未来では腰のあたりまで伸びていた雀色の髪の毛は、今では肩の高さまでしかない。
「その雀色の髪の毛…… 未来では、そんな風にしてなかったな」
「未来の私は、どんな髪だったんですか?」
「腰まであるロングだったな……」
「色は?」
「いまと同じ、きれいな雀色。艶やかで、日の光を受けると天使の輪が綺麗で…… 見ててほれぼれするくらいだった」
ふと、梅小路がうつむいていることに気が付く。相手の目を見て拒絶の感情をあらわにするのが常な彼女にしては珍しい。
「どうしたの?」
「な、なんでもありませんよ……」
梅小路は残っていたケーキを勢いよく口に運び、二、三口噛んだだけで飲み込んでしまう。それから梅小路は机においてある紙ナプキンを一枚とり、口もとを拭った。
そのまま彼女は席を立ち、足早に店を出ていく。
「駄目だった……」
新谷は椅子の背もたれに深く体を預け、脱力した体をかろうじて支えた。
何を言っても彼女の心には届かなかった。
この時間軸では、もう彼女の恋人にはなれない。いや、この時間軸のまま大学や社会人にまで進むのなら三十代の自分に戻ったところで同じことだろう。

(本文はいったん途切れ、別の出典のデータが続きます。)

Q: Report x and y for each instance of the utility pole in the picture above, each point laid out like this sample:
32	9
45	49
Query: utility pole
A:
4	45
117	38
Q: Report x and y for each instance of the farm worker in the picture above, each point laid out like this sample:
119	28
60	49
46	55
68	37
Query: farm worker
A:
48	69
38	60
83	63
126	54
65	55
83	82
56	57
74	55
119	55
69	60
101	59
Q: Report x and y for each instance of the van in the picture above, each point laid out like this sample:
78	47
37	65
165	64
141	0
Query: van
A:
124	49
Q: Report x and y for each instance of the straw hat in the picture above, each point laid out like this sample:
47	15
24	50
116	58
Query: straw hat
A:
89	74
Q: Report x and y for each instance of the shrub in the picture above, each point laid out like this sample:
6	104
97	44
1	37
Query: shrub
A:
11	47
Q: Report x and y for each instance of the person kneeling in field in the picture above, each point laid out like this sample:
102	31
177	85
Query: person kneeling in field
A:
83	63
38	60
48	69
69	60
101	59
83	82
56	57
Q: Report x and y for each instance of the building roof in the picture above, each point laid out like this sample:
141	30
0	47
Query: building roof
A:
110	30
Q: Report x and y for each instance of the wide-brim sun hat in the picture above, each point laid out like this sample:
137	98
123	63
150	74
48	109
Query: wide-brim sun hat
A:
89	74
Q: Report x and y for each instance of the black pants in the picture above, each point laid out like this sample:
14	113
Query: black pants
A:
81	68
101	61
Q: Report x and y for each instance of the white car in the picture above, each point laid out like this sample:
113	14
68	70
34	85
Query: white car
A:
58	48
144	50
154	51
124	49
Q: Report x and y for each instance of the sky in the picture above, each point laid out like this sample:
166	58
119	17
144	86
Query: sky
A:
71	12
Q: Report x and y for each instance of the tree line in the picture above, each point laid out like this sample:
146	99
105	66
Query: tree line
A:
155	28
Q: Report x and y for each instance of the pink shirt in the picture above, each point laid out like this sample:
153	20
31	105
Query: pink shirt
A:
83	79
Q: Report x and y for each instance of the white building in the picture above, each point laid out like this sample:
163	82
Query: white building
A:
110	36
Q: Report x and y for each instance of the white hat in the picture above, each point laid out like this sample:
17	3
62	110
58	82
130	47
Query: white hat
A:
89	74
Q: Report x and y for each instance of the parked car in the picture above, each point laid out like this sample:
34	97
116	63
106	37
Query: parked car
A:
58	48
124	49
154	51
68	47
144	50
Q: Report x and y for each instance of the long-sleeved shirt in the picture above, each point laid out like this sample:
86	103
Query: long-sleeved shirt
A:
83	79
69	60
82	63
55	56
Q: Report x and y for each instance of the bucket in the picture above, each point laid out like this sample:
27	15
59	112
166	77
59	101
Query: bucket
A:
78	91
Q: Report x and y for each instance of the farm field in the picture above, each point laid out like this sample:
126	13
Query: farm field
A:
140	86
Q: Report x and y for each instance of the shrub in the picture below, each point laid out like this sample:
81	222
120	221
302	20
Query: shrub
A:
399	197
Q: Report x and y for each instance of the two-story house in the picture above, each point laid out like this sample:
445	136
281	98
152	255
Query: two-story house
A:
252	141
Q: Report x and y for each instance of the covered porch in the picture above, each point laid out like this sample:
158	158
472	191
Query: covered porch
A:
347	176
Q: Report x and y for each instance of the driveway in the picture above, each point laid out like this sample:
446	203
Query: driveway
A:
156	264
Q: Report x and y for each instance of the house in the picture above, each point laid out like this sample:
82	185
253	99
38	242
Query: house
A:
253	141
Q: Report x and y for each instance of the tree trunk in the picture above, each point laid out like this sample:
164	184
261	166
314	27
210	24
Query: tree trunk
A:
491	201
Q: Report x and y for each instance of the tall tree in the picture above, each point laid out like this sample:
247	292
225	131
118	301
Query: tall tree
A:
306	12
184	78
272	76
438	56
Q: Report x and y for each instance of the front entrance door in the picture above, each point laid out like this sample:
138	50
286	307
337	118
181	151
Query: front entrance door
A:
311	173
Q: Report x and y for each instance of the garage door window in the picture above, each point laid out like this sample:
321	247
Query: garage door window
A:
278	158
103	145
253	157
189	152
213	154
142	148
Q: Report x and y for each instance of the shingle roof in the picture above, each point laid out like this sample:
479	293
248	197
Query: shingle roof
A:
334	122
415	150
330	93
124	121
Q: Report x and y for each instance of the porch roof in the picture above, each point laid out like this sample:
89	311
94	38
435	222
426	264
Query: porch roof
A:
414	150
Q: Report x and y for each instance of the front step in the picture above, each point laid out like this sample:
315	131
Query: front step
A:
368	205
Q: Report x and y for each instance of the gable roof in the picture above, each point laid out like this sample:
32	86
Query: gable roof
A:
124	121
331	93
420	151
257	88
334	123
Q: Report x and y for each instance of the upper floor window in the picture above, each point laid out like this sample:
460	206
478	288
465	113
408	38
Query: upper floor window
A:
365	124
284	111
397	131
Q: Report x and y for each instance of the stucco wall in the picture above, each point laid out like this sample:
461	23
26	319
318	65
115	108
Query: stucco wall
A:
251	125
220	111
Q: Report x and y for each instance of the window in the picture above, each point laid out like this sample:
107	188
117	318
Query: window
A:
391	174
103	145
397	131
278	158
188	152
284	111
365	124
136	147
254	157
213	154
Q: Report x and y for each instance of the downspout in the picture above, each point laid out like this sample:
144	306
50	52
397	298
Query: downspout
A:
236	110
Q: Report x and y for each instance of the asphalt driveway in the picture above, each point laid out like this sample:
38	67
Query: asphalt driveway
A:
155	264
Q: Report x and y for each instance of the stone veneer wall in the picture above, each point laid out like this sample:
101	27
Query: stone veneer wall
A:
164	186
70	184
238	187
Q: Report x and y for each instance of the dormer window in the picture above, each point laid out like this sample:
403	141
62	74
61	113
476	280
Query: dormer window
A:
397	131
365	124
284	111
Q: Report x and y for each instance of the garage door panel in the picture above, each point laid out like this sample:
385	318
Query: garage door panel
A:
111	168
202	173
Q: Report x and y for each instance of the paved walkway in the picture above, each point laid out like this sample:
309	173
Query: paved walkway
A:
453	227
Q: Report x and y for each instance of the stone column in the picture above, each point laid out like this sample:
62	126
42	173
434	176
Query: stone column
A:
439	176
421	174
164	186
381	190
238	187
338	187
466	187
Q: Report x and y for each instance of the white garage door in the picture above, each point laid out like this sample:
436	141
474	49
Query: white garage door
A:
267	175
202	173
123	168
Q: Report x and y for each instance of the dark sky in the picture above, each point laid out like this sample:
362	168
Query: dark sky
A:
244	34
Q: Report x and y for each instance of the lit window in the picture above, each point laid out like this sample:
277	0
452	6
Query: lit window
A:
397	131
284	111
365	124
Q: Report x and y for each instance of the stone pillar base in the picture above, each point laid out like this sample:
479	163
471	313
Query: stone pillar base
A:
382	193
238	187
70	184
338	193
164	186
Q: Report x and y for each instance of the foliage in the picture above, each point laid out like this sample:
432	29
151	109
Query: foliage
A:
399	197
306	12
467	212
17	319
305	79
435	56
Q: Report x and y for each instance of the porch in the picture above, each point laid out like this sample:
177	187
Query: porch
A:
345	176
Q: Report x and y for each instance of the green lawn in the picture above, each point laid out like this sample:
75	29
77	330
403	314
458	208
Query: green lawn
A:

体のどこにも力が入らず、新谷は呆けたように天井を見上げる。真っ白な天井に吊るされた明るい色合いの電灯が、失恋など知ったことかと言わんばかりに輝いていた。
「こんなに落ち込んだのは、就職浪人した時以来だ……」
追いかけようとしたところで、カップの下に挟まれた紙ナプキンに気がついた。
新谷はズレがないように丁寧に畳まれたそれをゆっくり開く。
『○○○ー✕✕✕✕ 私の連絡先です』
新谷は急いで連絡先の番号をメッセージアプリに登録し、梅小路に連絡を取る。
まるで待ち構えていたかのように、新谷のスマホにメッセージが届いた。
『あなたは正直、怪しい人です。個人情報まで調べ尽くす新手のナンパか、妄想癖か、若年性認知症か…… 色々と疑いましたが、でもあなたを信じることにします』
『ありがとう。でも、なんで……』
「おべっか、口先だけの心配、自己満足と変わらない優しさ。そんな人間はいくらでも見てきました。ですがあなたの言葉は、どれとも違いました。それに祖母譲りのこの髪の毛を、褒めてくれましたから」
梅小路からメッセージが来た。
自分を、受け入れてくれた。
たった数行のメッセージが、涙が出るほどに嬉しい。いや、新谷の目からは既に涙があふれていた。
ポケットのハンカチで涙と鼻水を拭うと、新たな通知を知らせる音がスマホから聞こえてきた。